New York City rapper SHIRT has already mastered the dying art of mystique – his real name is hidden, and a strange solid green colour bleed is his album cover. Being the first rapper signed to Third Man Records, a title you’d think would never exist, he received a barrage of press ahead of this debut, Pure Beauty. He’s currently overseas pursuing a master’s degree in fine arts, a peculiar status for a hot new rapper beginning his first record cycle. With the volume of emcees pitching music online today, it’s harder to gain ears than ever, but SHIRT’s given everyone a reason to listen. Let’s see if the music justifies the mystery.
SHIRT’s raps are raw and lumbering, with little to no attention to the hooks or catchiness that have been so emphasised in the genre as of late, and his sense of rhythm is formidable. It’s refreshing to hear rap songs that don’t pander to pop charts in 2018, no ad nauseum auto-tune chants or attempts at viral choruses. His vulgar bellow and eclectic production elements reminisce of Run the Jewels, a group that has always heavily crossed over to rock fanbases, which may shed some light as to Third Man’s interest. Yeezus-era Kanye influence is also evident in his flows and guttural cries, though as a whole Pure Beauty is tastefully reverent to its borough ancestry. The sleek jazz sample of 'F*ck It Going Live' plays under lines like “I’m more of a watch a Fellini flick-er / I don’t eat a TV dinner unless it’s a frozen pizza TV dinner.” It’s these lines, which ignore all conventional standards of lyrical quality in favour of an idiosyncratic energy, that SHIRT thrives on. He won’t make headlines as a lyrical force, but his persona is hypnotic.
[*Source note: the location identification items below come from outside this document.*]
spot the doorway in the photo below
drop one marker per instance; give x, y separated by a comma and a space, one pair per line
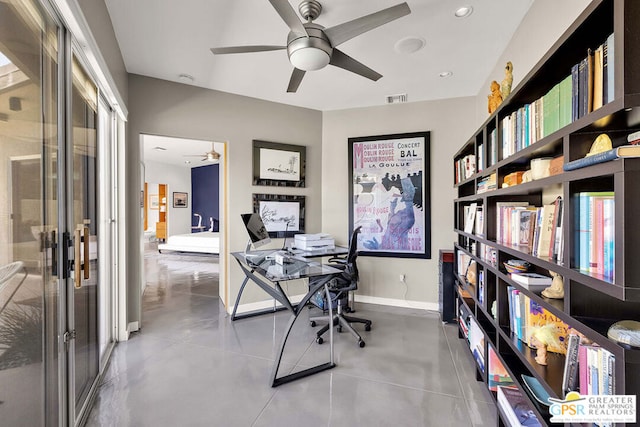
192, 174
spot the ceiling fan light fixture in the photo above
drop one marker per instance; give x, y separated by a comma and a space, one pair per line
464, 11
309, 58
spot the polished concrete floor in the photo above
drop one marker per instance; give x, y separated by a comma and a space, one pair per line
191, 366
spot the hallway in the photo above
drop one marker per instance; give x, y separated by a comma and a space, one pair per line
191, 366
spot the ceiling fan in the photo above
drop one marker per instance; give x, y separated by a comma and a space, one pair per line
311, 47
210, 156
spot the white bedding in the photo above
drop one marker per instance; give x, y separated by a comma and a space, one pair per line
204, 242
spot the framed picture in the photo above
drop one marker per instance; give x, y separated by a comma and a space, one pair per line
180, 199
283, 215
278, 164
389, 194
154, 201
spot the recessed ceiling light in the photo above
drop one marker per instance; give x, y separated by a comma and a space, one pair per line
186, 78
464, 11
409, 44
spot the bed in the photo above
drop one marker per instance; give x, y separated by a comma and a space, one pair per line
205, 242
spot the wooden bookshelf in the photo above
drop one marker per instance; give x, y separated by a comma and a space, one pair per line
591, 303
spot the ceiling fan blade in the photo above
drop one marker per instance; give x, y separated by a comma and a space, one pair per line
296, 78
289, 16
344, 61
348, 30
244, 49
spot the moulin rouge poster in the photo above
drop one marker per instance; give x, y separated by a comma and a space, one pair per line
390, 195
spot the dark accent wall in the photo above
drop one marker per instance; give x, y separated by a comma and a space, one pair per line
205, 191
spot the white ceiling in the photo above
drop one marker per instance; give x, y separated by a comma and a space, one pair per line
167, 38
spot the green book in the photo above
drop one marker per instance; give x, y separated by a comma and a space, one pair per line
551, 111
566, 87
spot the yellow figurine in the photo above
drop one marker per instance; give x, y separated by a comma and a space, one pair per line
541, 337
495, 99
508, 80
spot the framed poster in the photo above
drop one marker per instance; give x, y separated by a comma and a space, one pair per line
283, 215
180, 199
278, 164
389, 194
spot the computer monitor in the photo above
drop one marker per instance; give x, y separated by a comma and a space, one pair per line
258, 234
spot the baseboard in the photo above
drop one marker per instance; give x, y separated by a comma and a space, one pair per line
392, 302
262, 305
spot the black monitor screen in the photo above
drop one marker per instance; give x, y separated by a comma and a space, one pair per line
255, 227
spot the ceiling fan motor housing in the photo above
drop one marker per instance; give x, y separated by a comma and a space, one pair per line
309, 53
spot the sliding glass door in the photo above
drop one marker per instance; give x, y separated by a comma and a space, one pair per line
56, 223
30, 363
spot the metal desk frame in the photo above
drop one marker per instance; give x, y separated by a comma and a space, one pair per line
276, 291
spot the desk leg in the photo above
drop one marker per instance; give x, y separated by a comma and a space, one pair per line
275, 381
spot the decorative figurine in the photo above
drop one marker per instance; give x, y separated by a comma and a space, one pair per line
556, 290
541, 337
495, 99
602, 143
508, 80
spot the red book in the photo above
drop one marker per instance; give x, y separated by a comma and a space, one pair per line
583, 368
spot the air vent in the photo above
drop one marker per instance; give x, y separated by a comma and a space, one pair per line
397, 99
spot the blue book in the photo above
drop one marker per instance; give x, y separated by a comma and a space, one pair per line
610, 69
606, 156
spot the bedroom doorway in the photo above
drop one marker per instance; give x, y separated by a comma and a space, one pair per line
190, 174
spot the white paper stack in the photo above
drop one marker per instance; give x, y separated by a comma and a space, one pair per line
309, 242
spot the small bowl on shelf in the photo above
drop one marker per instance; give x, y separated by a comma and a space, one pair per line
516, 266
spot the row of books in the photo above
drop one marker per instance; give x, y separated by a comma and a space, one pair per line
538, 230
488, 183
526, 316
516, 408
489, 254
588, 87
589, 368
465, 167
595, 236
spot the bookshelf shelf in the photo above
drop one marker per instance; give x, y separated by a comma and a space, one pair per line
610, 291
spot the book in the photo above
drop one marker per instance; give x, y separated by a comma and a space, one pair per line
633, 138
570, 376
624, 151
598, 77
531, 279
498, 375
609, 78
516, 408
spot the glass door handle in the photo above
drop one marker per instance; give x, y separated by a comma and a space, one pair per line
81, 248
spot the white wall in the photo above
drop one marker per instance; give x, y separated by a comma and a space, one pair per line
177, 179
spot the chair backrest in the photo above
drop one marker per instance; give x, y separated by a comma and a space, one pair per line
352, 267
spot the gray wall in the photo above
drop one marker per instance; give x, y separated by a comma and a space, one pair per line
160, 107
541, 27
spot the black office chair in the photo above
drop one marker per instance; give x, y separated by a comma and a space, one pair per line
339, 288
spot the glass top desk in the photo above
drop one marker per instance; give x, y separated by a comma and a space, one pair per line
262, 269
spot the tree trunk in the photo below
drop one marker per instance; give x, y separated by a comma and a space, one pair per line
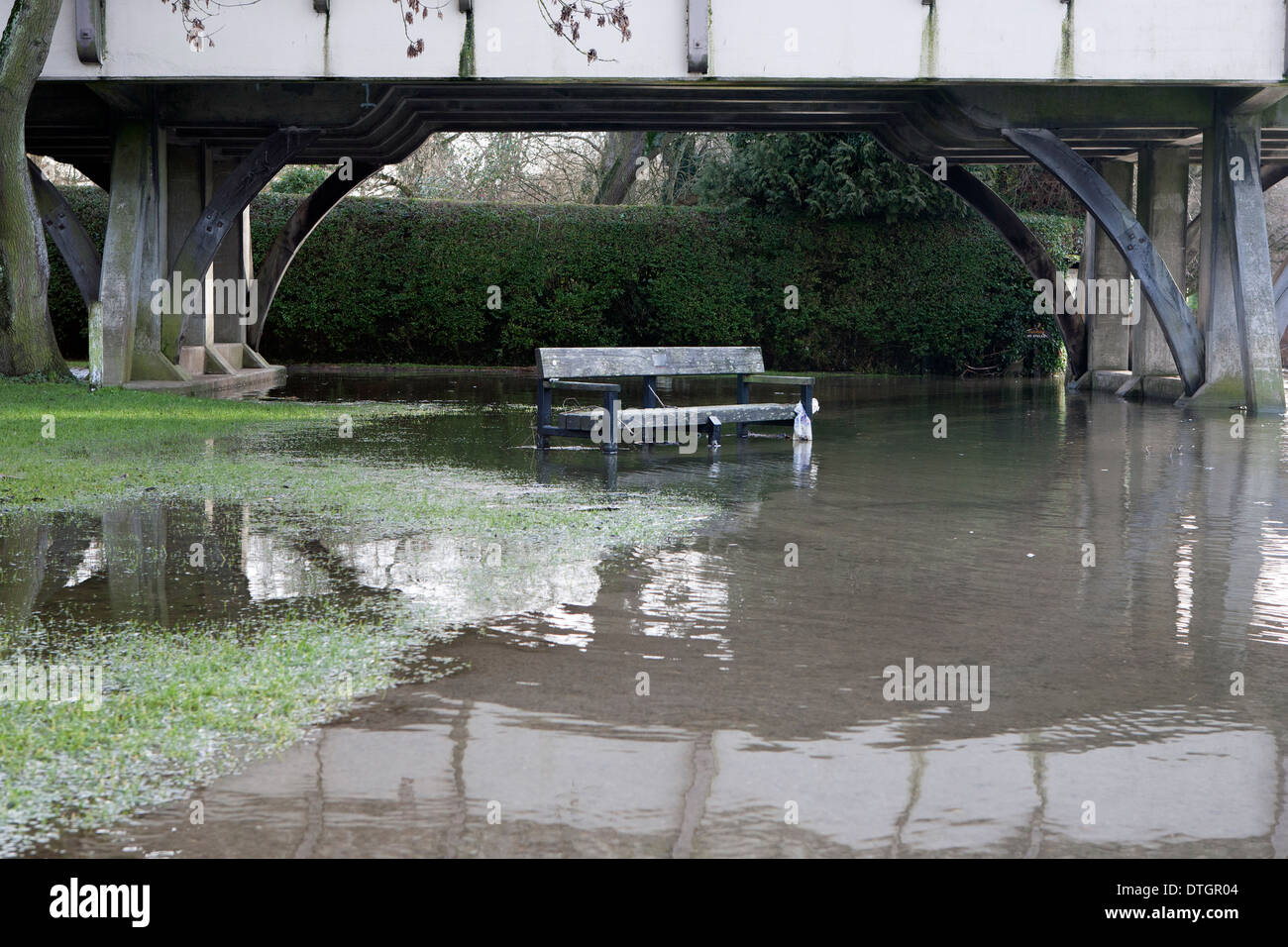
619, 163
27, 343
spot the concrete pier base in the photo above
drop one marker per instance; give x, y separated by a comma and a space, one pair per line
214, 385
1162, 193
1108, 335
1236, 304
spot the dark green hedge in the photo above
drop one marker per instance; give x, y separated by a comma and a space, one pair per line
407, 281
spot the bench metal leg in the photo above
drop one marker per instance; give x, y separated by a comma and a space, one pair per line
743, 398
542, 415
610, 405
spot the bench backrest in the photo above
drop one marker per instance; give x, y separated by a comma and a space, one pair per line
675, 360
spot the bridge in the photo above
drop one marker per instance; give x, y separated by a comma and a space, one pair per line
184, 123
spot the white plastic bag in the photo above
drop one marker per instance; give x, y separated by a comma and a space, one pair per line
802, 427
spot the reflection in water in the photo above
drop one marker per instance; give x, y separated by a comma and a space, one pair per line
1112, 684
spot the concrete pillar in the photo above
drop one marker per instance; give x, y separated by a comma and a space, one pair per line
1162, 191
185, 198
125, 334
231, 262
1108, 337
1236, 304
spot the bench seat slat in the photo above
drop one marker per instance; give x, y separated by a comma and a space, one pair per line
671, 416
647, 361
780, 379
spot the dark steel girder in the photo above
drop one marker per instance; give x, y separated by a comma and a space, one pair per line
64, 228
1034, 257
303, 222
1124, 230
230, 200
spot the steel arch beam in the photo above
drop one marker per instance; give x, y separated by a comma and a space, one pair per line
312, 210
1124, 230
1025, 245
64, 228
230, 200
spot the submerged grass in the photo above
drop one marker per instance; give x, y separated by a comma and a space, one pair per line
187, 702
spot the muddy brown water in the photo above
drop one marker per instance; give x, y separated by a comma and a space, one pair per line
1112, 725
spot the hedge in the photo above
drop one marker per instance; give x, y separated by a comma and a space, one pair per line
402, 281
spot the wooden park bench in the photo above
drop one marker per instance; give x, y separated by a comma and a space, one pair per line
566, 369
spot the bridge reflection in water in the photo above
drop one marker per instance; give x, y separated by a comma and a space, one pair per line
1109, 684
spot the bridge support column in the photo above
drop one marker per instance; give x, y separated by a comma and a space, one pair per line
1162, 192
124, 333
303, 222
1108, 338
1236, 300
1129, 239
217, 245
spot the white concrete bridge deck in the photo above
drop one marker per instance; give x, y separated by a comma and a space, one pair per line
1166, 82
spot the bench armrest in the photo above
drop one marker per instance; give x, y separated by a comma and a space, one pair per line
583, 385
780, 379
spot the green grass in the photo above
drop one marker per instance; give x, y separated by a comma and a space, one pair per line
185, 703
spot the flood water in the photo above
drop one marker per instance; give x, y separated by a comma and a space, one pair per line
1111, 727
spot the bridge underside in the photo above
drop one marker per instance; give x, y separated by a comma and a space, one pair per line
187, 158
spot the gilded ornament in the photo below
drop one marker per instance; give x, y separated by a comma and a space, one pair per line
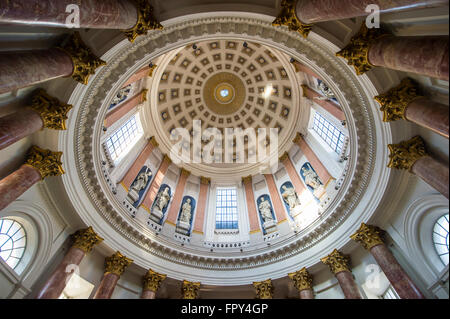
395, 101
337, 262
287, 17
86, 239
51, 110
152, 280
264, 289
48, 163
302, 279
84, 61
357, 51
189, 290
406, 153
146, 21
369, 236
116, 264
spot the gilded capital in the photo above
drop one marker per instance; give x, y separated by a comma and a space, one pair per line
404, 154
86, 239
287, 17
84, 61
152, 280
302, 279
264, 289
189, 290
48, 163
146, 21
357, 51
116, 264
337, 262
369, 236
52, 111
395, 101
As far as hip hop goes, New York has been in a strange limbo for some time now, being its birthplace and yet one of the weaker hubs for rappers today. So whenever a new figure emerges from the motherland, there’s an air of hope that maybe this one will bring the same excitement that was felt in the eighties or nineties. Many of New York’s emcees seem either unable to let go of tired vintage tones, or taking cues from the south to the point where it feels inauthentic, but there is a balance on Pure Beauty that hasn’t been struck since perhaps the dawning of the A$AP Mob. The record begins with ‘Snow Beach,’ a title derived from the Ralph Lauren pullover Raekwon once made ubiquitous. One of the opening lines is “Giuseppe Zanotti’s, they 1200 if you asking,” where SHIRT begins to teeter between interesting aesthetic musings and plain vapid materialism. While there is nothing inherently wrong with materialistic one-liners, they lack profundity without creative context, and can certainly be deemed exhausted as of late. In SHIRT’s case they come off like easy filler for an otherwise groundbreaking emcee.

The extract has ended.